En algún momento, en razón del estreno de la nefasta película de Ken Loach, recuerdo haber estado discutiendo con algunos colegas acerca de uno de los problemas recalcitrantes del marxismo trasnochado. Ese problema se concentraba en una idea: si la estrategia frente al enemigo es siempre la misma, entonces se cae frente a un problema que no resiste la menor rigurosidad del pensamiento marxista, que es la necesidad de la historia como eje. Si se acepta la historia, la estrategia no puede ser la misma ni el contexto igual. Si la historia se niega, entonces los procesos se homologan de manera superflua. El marxismo tiene muchas de estas agachadas, en donde en pos de mantener una suerte de “línea de conducta” lo que queda de lado es la rigurosidad racional del análisis. Por eso, en alguna medida, es la suspensión de la historia lo que deja a esa perspectiva política atada a mecanismos circulares.
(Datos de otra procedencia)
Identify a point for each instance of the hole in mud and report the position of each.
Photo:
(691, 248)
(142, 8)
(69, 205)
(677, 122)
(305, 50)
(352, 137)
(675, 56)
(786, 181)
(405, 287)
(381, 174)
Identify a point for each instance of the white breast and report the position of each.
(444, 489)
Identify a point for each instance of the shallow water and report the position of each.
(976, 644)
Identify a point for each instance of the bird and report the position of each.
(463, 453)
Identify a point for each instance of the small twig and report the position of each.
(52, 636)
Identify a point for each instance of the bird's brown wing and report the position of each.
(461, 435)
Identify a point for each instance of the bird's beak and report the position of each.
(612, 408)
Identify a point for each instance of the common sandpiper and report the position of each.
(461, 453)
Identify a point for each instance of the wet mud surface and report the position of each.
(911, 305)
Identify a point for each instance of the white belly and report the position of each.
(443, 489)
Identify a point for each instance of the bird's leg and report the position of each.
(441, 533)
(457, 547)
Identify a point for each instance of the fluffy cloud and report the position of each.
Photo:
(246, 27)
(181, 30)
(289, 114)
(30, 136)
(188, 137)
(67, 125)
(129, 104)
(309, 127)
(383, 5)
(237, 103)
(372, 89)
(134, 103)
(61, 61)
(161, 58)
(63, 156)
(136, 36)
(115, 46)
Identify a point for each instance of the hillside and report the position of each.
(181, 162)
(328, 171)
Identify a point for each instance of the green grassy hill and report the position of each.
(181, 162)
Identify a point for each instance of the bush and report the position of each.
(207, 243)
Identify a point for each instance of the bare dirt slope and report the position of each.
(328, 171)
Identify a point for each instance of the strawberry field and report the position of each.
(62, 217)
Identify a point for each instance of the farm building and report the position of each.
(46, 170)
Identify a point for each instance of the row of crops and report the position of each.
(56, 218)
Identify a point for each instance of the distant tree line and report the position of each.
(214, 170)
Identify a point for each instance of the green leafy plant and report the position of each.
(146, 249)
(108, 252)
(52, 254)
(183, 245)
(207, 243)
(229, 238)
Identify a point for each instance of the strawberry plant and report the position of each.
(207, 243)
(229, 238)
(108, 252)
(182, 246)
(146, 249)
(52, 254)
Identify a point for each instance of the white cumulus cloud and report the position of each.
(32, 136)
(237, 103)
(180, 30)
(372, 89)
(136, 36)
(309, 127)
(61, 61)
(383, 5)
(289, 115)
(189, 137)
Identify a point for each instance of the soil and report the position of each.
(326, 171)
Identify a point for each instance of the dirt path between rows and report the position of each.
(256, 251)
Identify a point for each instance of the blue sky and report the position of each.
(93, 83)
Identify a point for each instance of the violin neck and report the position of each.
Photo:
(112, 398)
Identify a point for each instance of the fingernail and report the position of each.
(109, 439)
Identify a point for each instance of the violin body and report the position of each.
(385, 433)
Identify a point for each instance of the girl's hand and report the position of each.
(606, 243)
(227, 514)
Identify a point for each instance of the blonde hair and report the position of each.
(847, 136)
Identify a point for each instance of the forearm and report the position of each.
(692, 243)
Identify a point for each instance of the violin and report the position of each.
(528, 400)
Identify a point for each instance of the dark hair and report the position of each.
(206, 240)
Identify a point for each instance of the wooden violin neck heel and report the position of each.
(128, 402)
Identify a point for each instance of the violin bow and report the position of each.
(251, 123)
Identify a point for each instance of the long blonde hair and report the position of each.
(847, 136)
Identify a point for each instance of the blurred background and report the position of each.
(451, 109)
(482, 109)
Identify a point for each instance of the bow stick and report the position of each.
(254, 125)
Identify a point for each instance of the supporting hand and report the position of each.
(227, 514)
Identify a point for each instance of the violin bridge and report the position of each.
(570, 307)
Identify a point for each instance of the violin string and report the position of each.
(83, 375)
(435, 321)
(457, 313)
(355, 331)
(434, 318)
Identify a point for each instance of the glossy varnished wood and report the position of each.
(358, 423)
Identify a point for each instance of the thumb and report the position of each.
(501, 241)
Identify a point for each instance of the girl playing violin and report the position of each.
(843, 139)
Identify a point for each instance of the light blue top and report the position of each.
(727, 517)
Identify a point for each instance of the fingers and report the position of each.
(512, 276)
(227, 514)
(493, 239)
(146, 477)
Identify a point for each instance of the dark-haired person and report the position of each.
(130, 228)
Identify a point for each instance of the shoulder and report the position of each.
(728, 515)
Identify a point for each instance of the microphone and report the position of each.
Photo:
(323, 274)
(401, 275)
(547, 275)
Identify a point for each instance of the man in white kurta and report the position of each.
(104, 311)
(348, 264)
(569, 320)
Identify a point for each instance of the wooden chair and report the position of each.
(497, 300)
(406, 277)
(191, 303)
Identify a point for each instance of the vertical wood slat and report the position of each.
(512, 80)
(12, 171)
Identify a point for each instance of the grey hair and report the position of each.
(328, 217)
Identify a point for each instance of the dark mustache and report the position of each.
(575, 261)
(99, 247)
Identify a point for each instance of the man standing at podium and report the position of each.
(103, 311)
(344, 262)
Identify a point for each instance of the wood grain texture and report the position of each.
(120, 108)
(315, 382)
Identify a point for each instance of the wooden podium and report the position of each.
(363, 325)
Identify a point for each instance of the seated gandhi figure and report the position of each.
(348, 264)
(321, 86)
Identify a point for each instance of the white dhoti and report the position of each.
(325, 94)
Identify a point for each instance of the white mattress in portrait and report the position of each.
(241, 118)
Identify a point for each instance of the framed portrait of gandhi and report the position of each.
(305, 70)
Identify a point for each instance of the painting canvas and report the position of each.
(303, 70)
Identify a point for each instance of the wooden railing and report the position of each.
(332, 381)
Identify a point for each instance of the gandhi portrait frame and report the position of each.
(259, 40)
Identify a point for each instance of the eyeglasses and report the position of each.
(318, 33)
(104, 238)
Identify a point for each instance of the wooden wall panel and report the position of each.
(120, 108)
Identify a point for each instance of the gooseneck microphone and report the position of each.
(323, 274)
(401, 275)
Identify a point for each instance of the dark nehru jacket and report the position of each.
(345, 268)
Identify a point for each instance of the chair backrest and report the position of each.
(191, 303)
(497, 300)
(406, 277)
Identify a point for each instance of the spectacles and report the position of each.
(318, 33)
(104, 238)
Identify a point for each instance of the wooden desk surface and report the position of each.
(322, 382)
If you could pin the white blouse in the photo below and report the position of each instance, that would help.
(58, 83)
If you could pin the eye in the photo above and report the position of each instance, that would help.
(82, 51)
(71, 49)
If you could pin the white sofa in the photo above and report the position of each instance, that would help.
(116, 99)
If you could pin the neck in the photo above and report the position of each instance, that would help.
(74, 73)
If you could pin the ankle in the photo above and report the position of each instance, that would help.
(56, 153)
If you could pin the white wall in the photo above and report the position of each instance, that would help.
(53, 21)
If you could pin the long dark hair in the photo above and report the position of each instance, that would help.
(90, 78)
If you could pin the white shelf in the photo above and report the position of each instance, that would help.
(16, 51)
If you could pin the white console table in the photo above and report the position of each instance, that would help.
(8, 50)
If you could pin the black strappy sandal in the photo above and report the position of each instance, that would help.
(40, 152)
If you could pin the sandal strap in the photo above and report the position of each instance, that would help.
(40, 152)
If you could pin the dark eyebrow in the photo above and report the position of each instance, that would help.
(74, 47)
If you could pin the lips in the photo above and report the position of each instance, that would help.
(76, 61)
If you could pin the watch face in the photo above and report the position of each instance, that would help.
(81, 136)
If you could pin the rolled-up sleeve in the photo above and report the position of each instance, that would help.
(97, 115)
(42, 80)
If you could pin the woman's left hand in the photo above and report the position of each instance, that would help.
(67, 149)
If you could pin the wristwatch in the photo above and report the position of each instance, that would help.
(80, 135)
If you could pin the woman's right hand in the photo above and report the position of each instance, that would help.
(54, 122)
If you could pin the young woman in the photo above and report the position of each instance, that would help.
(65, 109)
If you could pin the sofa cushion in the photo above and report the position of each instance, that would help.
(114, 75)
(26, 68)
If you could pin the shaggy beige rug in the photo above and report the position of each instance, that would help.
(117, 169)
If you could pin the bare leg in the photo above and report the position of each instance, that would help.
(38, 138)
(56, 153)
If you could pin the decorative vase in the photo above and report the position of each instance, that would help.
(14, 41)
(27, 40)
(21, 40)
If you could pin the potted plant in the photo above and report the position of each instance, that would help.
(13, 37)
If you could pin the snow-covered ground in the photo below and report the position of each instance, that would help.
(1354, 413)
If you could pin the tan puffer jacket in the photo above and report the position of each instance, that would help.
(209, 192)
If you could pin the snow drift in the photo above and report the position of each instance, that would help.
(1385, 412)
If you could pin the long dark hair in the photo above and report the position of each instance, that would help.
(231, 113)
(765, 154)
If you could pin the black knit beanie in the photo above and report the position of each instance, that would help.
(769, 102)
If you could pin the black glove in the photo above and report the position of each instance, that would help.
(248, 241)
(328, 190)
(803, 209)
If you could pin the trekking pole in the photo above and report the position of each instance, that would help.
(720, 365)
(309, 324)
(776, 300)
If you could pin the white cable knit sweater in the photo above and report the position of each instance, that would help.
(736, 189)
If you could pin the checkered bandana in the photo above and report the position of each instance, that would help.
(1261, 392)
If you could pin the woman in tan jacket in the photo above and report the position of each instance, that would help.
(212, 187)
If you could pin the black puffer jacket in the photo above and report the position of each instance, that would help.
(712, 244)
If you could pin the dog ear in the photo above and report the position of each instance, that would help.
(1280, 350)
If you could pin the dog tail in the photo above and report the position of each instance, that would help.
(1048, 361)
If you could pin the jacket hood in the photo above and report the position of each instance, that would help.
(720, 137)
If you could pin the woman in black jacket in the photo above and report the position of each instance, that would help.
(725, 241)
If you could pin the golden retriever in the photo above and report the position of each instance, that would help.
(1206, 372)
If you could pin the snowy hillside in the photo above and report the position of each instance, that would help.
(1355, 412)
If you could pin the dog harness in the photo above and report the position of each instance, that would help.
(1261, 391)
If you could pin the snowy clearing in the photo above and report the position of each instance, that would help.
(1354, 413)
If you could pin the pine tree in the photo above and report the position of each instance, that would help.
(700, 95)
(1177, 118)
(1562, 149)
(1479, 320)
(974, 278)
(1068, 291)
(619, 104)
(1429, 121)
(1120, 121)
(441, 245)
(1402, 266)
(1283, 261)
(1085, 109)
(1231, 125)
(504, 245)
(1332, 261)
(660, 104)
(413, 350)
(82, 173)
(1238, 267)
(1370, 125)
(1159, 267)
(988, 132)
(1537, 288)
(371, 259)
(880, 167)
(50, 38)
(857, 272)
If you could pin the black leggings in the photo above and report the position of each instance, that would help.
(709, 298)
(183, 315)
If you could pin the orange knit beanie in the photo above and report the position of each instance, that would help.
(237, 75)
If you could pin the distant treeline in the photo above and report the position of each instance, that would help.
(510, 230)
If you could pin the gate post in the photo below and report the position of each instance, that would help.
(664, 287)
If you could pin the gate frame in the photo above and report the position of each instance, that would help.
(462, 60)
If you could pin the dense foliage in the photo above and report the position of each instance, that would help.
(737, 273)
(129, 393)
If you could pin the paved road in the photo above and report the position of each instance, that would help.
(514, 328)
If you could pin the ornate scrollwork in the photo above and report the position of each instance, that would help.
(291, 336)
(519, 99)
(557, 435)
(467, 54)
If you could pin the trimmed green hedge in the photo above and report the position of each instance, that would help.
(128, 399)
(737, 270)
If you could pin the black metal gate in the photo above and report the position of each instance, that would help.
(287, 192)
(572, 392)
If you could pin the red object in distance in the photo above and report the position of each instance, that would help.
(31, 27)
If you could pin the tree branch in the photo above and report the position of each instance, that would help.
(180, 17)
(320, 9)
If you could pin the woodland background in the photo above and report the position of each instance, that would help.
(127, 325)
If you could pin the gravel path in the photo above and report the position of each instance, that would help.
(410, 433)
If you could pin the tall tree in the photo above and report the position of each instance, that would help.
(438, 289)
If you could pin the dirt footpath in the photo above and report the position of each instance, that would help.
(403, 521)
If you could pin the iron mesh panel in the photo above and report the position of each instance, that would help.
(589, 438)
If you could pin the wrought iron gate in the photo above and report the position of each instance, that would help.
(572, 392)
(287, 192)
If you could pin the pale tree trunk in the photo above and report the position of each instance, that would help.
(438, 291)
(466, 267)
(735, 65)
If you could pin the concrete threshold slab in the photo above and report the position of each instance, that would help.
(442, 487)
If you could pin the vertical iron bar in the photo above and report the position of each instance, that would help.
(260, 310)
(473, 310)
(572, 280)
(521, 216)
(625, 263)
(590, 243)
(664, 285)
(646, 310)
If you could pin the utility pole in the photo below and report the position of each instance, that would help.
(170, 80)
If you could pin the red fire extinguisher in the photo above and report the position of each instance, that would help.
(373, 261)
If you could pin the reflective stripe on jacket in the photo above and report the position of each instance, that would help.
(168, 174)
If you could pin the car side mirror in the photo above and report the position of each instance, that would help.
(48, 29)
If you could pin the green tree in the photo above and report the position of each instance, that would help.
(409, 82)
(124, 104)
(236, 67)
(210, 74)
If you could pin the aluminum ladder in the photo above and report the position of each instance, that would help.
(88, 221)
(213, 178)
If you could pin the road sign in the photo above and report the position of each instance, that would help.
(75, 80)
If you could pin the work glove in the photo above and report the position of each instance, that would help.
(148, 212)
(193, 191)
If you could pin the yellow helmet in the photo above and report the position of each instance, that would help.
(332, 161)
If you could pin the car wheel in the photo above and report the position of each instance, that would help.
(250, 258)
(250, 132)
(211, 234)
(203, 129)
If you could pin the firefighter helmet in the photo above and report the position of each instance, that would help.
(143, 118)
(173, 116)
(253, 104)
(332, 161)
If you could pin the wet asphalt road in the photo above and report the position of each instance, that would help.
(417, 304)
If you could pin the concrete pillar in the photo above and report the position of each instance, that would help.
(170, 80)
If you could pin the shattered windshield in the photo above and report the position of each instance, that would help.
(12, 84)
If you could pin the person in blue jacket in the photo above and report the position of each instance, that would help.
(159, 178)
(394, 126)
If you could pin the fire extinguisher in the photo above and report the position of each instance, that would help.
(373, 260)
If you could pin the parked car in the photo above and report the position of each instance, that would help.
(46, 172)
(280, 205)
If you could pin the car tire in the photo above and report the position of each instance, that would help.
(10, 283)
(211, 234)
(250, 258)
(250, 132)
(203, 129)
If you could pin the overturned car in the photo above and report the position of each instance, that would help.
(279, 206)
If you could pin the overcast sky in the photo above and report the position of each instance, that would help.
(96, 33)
Ojo, no hago sino referirme a las formas más anquilosadas del marxismo y no a sus expresiones más lúcidas (que van desde Frederic Jameson a Mark Fisher pasando por Franco Bifo Berardi o por los aceleracionistas). Bueno, entre esas formas anquilosadas del marxismo podemos encontrar a muchas expresiones audiovisuales. Lamentablemente, la obra de Carlos Echeverría no tolera muy bien el paso del tiempo. Y menos que menos cuando el recurso no solo atrasa temporalmente el registro de lo narrado (si algo afecta a Chubut, libertad y tierra es que se ve, se oye y se siente particularmente vieja, como si hubiera sido hecha hace 20 o 30 años, o como si hubiera sido concebida desconociendo toda la historia que pasó por los costados a esta clase de formato documental).

Sostenida, nuevamente, como el film de 1987, sobre la base de un personaje ficcional que lleva adelante una investigación, toda la película redunda en infomación que, Google mediante, puede resultar en mayor o menor medida novedosa con respecto a los procesos de abuso de poder asociados a las formas del colonialismo. En este sentido, lo que cuenta Echeverría no es nuevo para su obra ni para buena parte del cine argentino que ha decidido examinar el pasado, más específicamente las relaciones laborales y la naturalización de la explotación en el contexto del trabajo rural en los latifundios extranjeros en pleno siglo XX (aunque cuando debe llamar con nombre y apellido a algunos latifundistas actuales la película elige omitir sugestivamente algunos de ellos). El problema es que lo que cuenta no es nuevo pero los medios tampoco. Y esto no hace otra cosa sino poner una serie de estorbos en la narración. Porque a diferencia de su obra máxima, Echeverría no logra justificar el porqué de esta estrategia o al menos no logra encontrar uno que no sea el de una marca identitaria en su cine, es decir, una marca de autoridad que redunde en el reconocimiento de un autor que alguna vez fue, pero que hoy no tiene nada nuevo para ofrecer sino la repetición de los tópicos que ya podemos reconocer en su cine. Si, el poder existe, si, las comunidades se organizan en torno a pactos de silencio implícitos, si todavía experimentamos los daños colaterales de la experiencia del colonialismo en todos sus niveles (el material y el simbólico). El problema es que si no encontramos nuevos medios para pensar en estos temas no estaremos haciendo otra cosa que justificar el mayor de los quietismos: el de estar tranquilo por saberse del lado de los buenos. Y mientras tanto que la historia te pase por arriba sin que te des cuenta que no podés tocarla.